Actually, everybody I think knows it from their own houses: When you arrange living room furniture, you get the angle just right and then it kind of pops into place. I don’t want to say I’m decorating when I create exhibitions because it’s far more profound—we’re telling stories that are really quite deep—but if you hang them in a way that’s quite eloquent, they’re all the more powerful.
WCP: What tips would you give to people who are exploring art digitally during this time?
DD: This is an amazing time for learning. I think this is a really great time to hear curators and museum directors talk about works in their collection. So if you do it from TED Talks or museum websites or YouTube or a university site, after, when you go to the gallery, you’ll have this background, you’ll have all this knowledge, and it will be really great. And you’ll appreciate it even more.
In the evenings, now we’re called upon to sort of examine how we perpetuate injustice. So the websites I’ve been going to have shifted. All of the new learning I’ve been doing is about race and justice and equity. It’s not only about art, though, it’s also to learn about different cultures.
WCP: What are some benefits you’ve experienced in this time?
DD: We can meet with people who are on the other side of the world. So one thing is that we have more collaboration, in some ways, than we did before. I’ve been running all of these webinars [and] workshops that are about art and religion. And our speakers now can come from all over the world.
We received a grant last year that would enable us to think about how we can present Asian religions in more profound ways through the visual arts. We designed these small workshops with a few invited speakers and a couple of selected staff, because we always have to think about money, right. Maybe we would have had a maximum of 20 people before at a workshop on religion and spirituality and the visual arts. All of a sudden, we had 60 people. So I am learning together with my colleagues. We have this opportunity to learn together, which for me is great fun. That’s a new and better thing, I think, for our museum.
WCP: Do you think virtual offerings like these webinars will continue post COVID-19?
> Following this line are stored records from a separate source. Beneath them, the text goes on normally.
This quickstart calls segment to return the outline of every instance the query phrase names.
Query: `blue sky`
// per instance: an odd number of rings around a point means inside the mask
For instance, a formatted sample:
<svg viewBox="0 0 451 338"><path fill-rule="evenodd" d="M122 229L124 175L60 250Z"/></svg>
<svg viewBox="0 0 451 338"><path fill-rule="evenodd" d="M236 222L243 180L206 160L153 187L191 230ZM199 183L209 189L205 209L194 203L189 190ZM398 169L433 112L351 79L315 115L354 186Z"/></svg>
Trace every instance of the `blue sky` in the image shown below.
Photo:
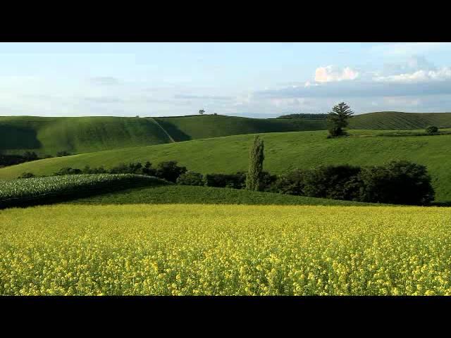
<svg viewBox="0 0 451 338"><path fill-rule="evenodd" d="M0 113L451 111L450 43L1 43Z"/></svg>

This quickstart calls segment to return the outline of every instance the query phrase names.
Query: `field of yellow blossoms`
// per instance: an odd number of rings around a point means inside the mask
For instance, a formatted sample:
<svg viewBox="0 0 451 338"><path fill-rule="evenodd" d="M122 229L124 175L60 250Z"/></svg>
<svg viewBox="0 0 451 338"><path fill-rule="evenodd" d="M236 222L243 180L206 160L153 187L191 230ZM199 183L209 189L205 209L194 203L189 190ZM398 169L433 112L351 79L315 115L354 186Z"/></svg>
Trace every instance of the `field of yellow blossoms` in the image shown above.
<svg viewBox="0 0 451 338"><path fill-rule="evenodd" d="M451 208L6 209L0 294L451 295Z"/></svg>

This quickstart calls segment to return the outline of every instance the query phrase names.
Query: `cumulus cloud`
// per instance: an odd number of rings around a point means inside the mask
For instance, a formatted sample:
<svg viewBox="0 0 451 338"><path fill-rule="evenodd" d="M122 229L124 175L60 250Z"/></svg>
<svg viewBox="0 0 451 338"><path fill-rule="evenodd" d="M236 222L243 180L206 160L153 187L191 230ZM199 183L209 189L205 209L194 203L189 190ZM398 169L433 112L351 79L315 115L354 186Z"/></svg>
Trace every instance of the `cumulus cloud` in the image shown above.
<svg viewBox="0 0 451 338"><path fill-rule="evenodd" d="M449 42L399 42L373 46L371 47L371 51L383 56L395 56L450 49L451 44Z"/></svg>
<svg viewBox="0 0 451 338"><path fill-rule="evenodd" d="M416 70L413 73L388 76L376 76L374 81L397 83L418 83L451 80L451 68L443 67L437 70Z"/></svg>
<svg viewBox="0 0 451 338"><path fill-rule="evenodd" d="M340 69L332 65L319 67L315 70L315 81L317 82L332 82L354 80L359 77L359 72L345 67Z"/></svg>
<svg viewBox="0 0 451 338"><path fill-rule="evenodd" d="M218 100L228 101L233 99L232 96L221 96L216 95L187 95L187 94L175 94L174 99L199 99L199 100Z"/></svg>
<svg viewBox="0 0 451 338"><path fill-rule="evenodd" d="M120 83L119 79L112 76L98 76L95 77L90 77L89 80L94 84L106 86L115 85Z"/></svg>

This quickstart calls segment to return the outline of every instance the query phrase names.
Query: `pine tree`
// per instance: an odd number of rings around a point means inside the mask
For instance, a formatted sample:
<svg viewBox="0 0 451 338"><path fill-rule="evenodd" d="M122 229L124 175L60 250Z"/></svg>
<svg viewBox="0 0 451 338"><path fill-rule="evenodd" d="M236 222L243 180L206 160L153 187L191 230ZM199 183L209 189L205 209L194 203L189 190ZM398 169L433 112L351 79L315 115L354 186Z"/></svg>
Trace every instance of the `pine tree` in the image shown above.
<svg viewBox="0 0 451 338"><path fill-rule="evenodd" d="M264 160L263 140L255 135L254 144L249 153L249 170L246 176L246 189L247 190L260 190L263 160Z"/></svg>
<svg viewBox="0 0 451 338"><path fill-rule="evenodd" d="M349 119L354 112L345 102L341 102L332 108L327 117L328 130L330 136L340 136L345 134L343 128L347 127Z"/></svg>

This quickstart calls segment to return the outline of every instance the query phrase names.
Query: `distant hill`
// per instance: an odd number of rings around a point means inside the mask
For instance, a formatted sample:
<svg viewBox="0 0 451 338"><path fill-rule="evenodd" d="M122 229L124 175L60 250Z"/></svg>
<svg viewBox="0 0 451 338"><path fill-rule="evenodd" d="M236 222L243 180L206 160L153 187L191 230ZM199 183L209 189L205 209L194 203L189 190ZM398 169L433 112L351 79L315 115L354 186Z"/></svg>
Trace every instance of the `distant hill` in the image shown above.
<svg viewBox="0 0 451 338"><path fill-rule="evenodd" d="M0 153L23 154L29 151L44 157L55 156L58 151L82 154L224 136L326 129L326 119L315 118L321 114L304 115L302 118L249 118L221 115L0 117ZM442 128L451 127L451 113L369 113L353 117L350 127L408 130L424 129L430 125Z"/></svg>
<svg viewBox="0 0 451 338"><path fill-rule="evenodd" d="M450 127L451 113L378 111L354 115L350 121L351 129L373 130L414 130L431 125Z"/></svg>
<svg viewBox="0 0 451 338"><path fill-rule="evenodd" d="M154 118L175 142L242 134L301 132L326 128L323 120L249 118L223 115Z"/></svg>
<svg viewBox="0 0 451 338"><path fill-rule="evenodd" d="M264 169L281 173L296 167L371 165L405 159L427 166L438 201L451 201L451 134L389 137L377 136L380 132L350 132L349 137L333 139L328 139L324 130L261 134L265 142ZM202 173L235 173L247 170L253 137L233 135L48 158L1 168L0 179L16 178L24 172L49 175L63 167L111 168L121 162L147 160L154 164L177 160L189 170Z"/></svg>
<svg viewBox="0 0 451 338"><path fill-rule="evenodd" d="M41 156L169 143L152 118L0 117L0 151Z"/></svg>
<svg viewBox="0 0 451 338"><path fill-rule="evenodd" d="M322 120L327 118L328 114L304 114L304 113L296 113L296 114L287 114L281 115L278 118L310 118L314 120Z"/></svg>

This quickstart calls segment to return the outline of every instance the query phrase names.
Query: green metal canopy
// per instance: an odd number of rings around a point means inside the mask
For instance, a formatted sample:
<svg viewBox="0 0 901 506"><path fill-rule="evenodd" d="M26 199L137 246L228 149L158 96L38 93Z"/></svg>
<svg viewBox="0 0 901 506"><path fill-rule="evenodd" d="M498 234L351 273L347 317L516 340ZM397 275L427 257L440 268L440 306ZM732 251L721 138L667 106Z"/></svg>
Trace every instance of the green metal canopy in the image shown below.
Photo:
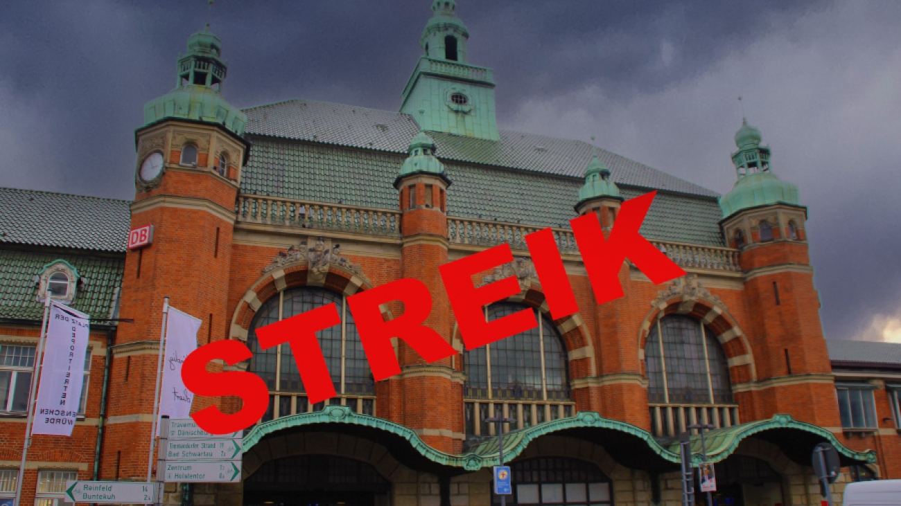
<svg viewBox="0 0 901 506"><path fill-rule="evenodd" d="M423 470L463 473L499 464L496 438L487 438L468 453L451 455L432 448L412 429L355 413L346 406L327 406L321 411L283 417L258 425L244 437L244 451L251 449L267 436L283 430L329 431L366 437L384 444L398 460ZM676 469L679 462L678 443L666 447L647 430L603 418L594 411L582 411L574 417L505 434L505 461L516 458L538 438L551 434L599 443L617 462L632 468L669 471ZM714 462L725 459L742 439L751 436L778 445L790 458L804 465L809 465L810 451L823 440L835 447L843 465L876 462L876 452L851 450L828 430L796 421L785 414L708 432L705 436L708 458ZM692 451L697 454L701 451L697 436L692 438ZM699 460L700 456L696 459Z"/></svg>
<svg viewBox="0 0 901 506"><path fill-rule="evenodd" d="M787 414L777 414L769 420L760 420L706 432L705 443L707 448L707 459L712 462L724 460L735 451L742 439L751 436L776 444L789 458L802 465L810 465L811 451L823 440L835 447L843 465L876 462L875 451L856 452L840 443L829 430L797 421ZM669 445L669 449L670 452L678 452L678 443ZM695 463L697 464L701 461L699 435L692 436L691 451L695 454Z"/></svg>

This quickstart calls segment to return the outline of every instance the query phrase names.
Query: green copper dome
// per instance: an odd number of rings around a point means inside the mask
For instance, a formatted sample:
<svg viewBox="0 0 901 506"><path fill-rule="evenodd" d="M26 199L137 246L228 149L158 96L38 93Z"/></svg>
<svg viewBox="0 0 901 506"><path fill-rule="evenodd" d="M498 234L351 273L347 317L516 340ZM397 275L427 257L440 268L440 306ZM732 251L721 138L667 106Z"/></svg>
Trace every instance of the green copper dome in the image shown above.
<svg viewBox="0 0 901 506"><path fill-rule="evenodd" d="M413 138L408 152L410 156L404 160L397 180L414 174L434 174L441 176L450 185L444 164L435 158L435 142L425 132L420 131ZM396 186L397 180L395 182Z"/></svg>
<svg viewBox="0 0 901 506"><path fill-rule="evenodd" d="M434 14L425 23L422 39L424 41L432 32L446 29L453 29L463 37L469 37L469 31L467 30L463 22L454 14L456 8L457 4L453 0L434 0L432 3L432 12Z"/></svg>
<svg viewBox="0 0 901 506"><path fill-rule="evenodd" d="M720 197L724 218L742 209L774 203L801 205L797 186L780 180L771 172L749 174L739 179L731 192Z"/></svg>
<svg viewBox="0 0 901 506"><path fill-rule="evenodd" d="M760 131L749 125L747 120L742 118L742 128L735 132L735 146L738 148L760 146Z"/></svg>
<svg viewBox="0 0 901 506"><path fill-rule="evenodd" d="M760 131L742 119L742 128L735 132L738 151L732 156L738 181L732 191L720 197L724 218L760 205L801 204L797 186L780 180L770 170L769 148L760 146Z"/></svg>
<svg viewBox="0 0 901 506"><path fill-rule="evenodd" d="M177 65L177 87L144 104L144 126L175 118L220 124L243 135L247 115L220 93L228 69L222 48L209 27L188 38L187 54Z"/></svg>
<svg viewBox="0 0 901 506"><path fill-rule="evenodd" d="M610 169L597 158L597 154L588 162L588 167L585 169L585 185L578 189L578 203L596 198L614 198L623 200L619 188L610 180Z"/></svg>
DD: I think so. One thing is I think most of us are hungry for real experiences. We all really miss that and we want that back. But the other thing is there’s so many virtues to virtual meetings. There’s things we can do in virtual meetings that we could never do before. We can bring together scholars from different parts of the world. Everybody is always limited by money and visa issues and now we can create these conversations with our colleagues across the world.
WCP: What are you learning from these times?
DD: Aside from the fact that it’s terrifying. For us, for the museum, this is an opportunity to examine our practice. One is in terms of racial justice and equity and more inclusiveness. And people are quite serious about trying to see if we can change. We have this little space where we can reflect and maybe we can make some real adjustments. I’m not even an optimist and I think that.